A simple, quick and semi-automatic way to measure run-time speed of functions

A typical task of a programmer is to know if a function is efficient or not, both from the algorithmic point of view and from actual execution time. I think it is necessary to clarify that both values ​​are important, since the first will tell us the behavior of the algorithm as the data set grows, and the second a more touchable value, close to what the end user will perceive.

On the other hand, it is not necessary to struggle optimizing our code everywhere, since most of the time the real execution time is good for the bulk of our code, and the bottleneck is in small portions of code: searches on huge sets of unsorted data, unnecessary repetitions, functions called tens of thousands of times per second, disk access, cache failures… This is summarized in the famous rule of 90-10 (the 90% of the execution time is spent on 10% of the code, more information here).

To size

One of the first phases of optimization is measurement: optimizing something (time, space, etc.) without previously measuring it can cause us to waste time on.
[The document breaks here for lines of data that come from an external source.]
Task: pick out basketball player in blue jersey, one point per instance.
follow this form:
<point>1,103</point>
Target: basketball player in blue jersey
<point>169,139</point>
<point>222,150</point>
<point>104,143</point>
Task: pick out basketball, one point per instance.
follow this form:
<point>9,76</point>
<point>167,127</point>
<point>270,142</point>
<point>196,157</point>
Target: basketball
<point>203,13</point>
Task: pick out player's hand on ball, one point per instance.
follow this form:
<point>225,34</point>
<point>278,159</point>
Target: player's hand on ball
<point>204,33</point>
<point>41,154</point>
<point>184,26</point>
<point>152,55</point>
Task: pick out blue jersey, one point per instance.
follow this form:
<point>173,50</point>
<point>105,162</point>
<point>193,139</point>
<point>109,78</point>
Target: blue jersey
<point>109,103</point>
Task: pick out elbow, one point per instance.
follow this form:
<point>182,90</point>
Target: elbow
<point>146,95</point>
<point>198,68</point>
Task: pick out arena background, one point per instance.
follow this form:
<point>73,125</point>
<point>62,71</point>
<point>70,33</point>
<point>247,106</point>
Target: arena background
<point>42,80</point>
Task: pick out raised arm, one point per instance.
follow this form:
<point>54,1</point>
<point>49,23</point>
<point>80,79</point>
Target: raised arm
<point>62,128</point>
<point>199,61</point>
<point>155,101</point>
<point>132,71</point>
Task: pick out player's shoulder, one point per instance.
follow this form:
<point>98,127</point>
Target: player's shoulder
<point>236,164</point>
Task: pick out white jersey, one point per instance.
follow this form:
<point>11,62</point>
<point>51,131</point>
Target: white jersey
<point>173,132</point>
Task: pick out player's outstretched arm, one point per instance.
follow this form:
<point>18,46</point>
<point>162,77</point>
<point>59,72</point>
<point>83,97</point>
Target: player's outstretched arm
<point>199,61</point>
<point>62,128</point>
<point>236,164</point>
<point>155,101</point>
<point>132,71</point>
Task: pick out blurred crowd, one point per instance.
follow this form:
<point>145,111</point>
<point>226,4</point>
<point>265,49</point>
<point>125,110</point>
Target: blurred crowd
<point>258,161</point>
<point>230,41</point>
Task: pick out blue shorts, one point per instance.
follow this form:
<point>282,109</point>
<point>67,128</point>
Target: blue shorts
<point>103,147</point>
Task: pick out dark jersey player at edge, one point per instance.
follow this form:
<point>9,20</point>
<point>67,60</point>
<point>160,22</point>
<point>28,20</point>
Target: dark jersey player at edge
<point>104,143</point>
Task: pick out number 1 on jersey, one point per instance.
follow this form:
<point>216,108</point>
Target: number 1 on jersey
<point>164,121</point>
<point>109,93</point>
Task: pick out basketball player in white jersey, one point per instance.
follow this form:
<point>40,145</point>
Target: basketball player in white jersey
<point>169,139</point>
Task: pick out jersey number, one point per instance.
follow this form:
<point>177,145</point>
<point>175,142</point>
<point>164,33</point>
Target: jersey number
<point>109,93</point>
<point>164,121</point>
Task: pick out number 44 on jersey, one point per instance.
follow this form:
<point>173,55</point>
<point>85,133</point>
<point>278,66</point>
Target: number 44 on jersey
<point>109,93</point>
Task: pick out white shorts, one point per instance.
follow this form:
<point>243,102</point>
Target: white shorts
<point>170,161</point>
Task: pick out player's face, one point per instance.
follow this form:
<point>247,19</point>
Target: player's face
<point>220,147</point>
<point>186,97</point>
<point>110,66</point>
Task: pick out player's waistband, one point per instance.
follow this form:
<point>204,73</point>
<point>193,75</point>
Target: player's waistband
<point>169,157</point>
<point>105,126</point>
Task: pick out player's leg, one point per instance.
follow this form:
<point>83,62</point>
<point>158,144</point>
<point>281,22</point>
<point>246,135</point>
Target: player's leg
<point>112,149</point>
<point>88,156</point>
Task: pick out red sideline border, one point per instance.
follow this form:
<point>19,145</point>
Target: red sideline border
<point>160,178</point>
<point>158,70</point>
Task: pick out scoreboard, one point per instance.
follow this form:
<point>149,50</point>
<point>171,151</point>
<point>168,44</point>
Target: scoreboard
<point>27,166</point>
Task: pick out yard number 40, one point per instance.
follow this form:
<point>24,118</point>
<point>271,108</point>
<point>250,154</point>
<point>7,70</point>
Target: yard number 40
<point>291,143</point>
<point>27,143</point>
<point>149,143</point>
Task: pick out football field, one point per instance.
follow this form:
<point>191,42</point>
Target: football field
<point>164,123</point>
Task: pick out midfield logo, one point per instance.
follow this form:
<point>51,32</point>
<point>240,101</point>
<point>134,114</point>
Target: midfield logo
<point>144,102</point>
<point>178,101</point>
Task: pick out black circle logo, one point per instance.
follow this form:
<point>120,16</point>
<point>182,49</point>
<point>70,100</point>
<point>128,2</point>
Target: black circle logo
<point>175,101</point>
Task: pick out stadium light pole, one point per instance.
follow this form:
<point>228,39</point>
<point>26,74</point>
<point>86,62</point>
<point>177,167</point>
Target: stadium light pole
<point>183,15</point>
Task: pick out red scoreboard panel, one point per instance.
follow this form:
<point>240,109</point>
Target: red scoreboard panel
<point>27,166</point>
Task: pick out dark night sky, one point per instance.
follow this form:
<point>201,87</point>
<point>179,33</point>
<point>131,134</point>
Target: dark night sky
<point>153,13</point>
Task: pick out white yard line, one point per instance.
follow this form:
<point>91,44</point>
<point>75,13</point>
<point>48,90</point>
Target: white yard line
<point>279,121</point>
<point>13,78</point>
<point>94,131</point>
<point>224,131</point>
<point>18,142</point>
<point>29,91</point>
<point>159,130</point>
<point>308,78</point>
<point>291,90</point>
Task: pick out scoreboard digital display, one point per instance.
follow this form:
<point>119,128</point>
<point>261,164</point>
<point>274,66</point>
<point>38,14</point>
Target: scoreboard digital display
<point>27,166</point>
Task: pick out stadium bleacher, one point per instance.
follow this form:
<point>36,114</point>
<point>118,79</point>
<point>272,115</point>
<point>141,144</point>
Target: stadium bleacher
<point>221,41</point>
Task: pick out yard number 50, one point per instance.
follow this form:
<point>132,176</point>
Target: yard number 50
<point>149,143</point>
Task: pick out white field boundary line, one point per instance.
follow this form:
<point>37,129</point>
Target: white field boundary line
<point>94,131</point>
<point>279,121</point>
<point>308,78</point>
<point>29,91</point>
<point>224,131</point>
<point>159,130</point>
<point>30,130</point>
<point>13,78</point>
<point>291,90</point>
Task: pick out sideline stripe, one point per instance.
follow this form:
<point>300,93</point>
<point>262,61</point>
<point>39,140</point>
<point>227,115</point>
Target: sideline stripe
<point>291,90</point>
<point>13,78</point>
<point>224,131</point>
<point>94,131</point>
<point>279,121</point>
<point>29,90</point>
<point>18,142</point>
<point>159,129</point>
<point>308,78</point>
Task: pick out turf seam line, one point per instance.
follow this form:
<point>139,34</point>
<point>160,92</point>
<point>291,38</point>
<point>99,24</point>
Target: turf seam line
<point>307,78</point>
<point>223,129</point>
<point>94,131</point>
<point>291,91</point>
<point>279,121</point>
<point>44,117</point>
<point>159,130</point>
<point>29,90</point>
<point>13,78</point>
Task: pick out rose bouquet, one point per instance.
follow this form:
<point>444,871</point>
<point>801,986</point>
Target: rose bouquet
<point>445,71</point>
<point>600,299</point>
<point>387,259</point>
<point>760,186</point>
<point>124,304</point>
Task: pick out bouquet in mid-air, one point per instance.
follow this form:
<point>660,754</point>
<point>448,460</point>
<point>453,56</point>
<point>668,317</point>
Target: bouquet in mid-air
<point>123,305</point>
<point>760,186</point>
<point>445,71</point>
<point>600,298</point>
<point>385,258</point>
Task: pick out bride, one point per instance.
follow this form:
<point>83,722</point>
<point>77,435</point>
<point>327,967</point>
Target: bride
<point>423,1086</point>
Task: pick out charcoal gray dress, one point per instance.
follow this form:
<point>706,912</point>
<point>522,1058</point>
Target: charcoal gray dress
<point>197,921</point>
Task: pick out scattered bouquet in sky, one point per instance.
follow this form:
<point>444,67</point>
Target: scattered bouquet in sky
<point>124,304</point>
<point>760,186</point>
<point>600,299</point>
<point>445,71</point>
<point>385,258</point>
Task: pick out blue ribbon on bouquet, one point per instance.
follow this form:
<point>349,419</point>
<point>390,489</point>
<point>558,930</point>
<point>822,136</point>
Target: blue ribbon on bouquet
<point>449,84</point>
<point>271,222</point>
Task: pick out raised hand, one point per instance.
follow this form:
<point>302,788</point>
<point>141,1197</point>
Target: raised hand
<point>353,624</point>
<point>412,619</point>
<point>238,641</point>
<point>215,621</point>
This has happened to all of us:  – 3 hours of work to make a function run 85% faster, but that function took 1 second and ran in the background once every 5 hours… come on, we basically lost our time.  – 4 hours to improve the performance of a code snippet by only 25%, but that code takes 20 ms in average and is called 50 times per second during the video recording process: 20 ms * 50 = 1 second! That 25% makes it possible to lighten the CPU considerably at a critical moment, surely avoiding the loss of frames.

Measure, right, but, how? A profiling tool is usually one of the best alternatives, since it presents grouped and ordered information about the performance of critical functions. But sometimes we are simply interested in measuring a small handful of specific functions, or measuring them on client, where there are no profiling tools available.

TicToc

This article presents a small class, TicToc (do you notice that I’ve used Matlab?), To measure the runtime of a function automatically and easily. This class uses one of the maximum of C ++ (and one of my favorites, [RAII] (https://en.wikipedia.org/wiki/RAII)), to automate the measurement and printing of the duration per console.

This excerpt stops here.